The government of Spain has told Banco Santander, BBVA, Caixabank and other domestic lenders that they can reclassify €30bn worth of deferred tax assets as tax credits, in a move that is designed to bolster their regulatory capital ahead of next year's Europe-wide bank stress test.
The move, approved by the cabinet on Friday, follows months of intense lobbying by Spanish banking chiefs, who warned that the country's financial sector was being put at a disadvantage to other European lenders under the existing regime. Italy already gave its banks a similar helping hand in 2011.
DTAs arise when a bank makes losses or incurs provisions that it can later offset against its tax bill. Under the new Basel III regime, such assets can no longer be counted as regulatory capital - a change that could have forced weakly capitalised lenders to raise billions in additional funding. Tax credits, in contrast, will still count towards a bank's capital cushion under Basel III.
The move comes amid a flurry of action by Spanish banks to strengthen their balance sheets through disposals, listings and by raising fresh capital. BBVA last month sold down its stake in a Chinese lender to avoid the penalty that Basel III attaches to large financial holdings.
Santander and Banco Popular sold their property management arms this month, while Caixabank and the La Caixa foundation have issued shares and exchangeable bonds.
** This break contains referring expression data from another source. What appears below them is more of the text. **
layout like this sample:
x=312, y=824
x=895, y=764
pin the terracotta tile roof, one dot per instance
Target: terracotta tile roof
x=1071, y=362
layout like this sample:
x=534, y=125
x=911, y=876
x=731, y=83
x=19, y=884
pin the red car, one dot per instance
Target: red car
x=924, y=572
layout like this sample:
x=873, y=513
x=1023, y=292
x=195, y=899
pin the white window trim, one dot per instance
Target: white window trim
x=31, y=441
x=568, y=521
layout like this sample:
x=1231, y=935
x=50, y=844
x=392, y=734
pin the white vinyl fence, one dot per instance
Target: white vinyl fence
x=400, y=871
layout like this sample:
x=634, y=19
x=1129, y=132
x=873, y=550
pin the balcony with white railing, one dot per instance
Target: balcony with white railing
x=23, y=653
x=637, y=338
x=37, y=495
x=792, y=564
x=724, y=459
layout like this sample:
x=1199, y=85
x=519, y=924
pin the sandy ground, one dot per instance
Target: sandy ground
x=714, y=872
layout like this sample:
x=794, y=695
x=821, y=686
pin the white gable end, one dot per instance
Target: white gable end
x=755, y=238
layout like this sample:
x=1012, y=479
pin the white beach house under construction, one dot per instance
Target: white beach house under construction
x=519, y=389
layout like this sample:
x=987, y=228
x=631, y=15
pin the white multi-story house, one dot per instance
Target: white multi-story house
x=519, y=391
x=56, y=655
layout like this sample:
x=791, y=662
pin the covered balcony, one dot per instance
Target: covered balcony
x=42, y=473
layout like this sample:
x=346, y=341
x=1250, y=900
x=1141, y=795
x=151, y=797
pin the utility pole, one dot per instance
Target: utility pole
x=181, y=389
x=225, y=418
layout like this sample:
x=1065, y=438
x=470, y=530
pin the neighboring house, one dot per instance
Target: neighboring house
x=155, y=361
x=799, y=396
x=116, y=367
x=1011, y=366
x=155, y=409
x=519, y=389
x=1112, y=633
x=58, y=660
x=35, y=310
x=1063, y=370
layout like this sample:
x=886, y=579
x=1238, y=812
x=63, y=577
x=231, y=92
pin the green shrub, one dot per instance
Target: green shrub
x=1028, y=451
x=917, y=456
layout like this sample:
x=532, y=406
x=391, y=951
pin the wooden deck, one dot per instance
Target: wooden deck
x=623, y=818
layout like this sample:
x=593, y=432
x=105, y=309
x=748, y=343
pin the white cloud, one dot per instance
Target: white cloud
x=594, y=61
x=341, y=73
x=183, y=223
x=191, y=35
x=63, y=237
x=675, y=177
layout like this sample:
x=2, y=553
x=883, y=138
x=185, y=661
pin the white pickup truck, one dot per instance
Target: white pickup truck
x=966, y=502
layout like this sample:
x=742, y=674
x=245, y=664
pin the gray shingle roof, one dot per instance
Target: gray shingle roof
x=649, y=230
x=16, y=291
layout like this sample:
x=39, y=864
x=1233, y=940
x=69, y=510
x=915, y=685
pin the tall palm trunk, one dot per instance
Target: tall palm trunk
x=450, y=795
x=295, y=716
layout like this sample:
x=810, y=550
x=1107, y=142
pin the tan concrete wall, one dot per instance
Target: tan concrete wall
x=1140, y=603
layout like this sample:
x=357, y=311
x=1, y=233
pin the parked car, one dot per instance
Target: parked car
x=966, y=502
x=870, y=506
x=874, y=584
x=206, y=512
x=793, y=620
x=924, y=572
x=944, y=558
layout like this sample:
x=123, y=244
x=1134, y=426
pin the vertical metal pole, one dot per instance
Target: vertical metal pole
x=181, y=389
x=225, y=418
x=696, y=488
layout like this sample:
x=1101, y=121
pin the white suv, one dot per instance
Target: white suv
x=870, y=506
These measures will be dwarfed, however, by the financial impact of the government announcement made on Friday. Across the sector, Spanish banks have amassed more than €70bn in DTAs, of which about €50bn are linked to their operations in Spain itself - equivalent to 40 per cent of core equity tier one capital.
In the case of Bankia, the nationalised former savings bank, DTAs account for more than 80 per cent of tangible book value, according to research published this year by N+1, the investment bank. The corresponding figure for Santander, Spain's biggest bank by assets, was still about 40 per cent.
Shares in Spanish banks were broadly unchanged on Friday, suggesting investors had mostly priced in the widely anticipated move. Analysts also pointed out that the shift, though welcome, did little to bolster the banks' underlying financial strength.
"This is a change in the regulatory treatment of capital. There is no change to the real equity loss absorption capacity of the banks. This does not change a bank's real ability to withstand losses," said Daragh Quinn, a Madrid-based banking analyst for Nomura, the investment bank.
The main benefit of the Spanish move, analysts said, was that it was likely to reduce the regulatory pressure on banks such as Bankia and Sabadell, two lenders that have been particularly reliant on DTAs, to raise additional capital as a result of the Basel III change.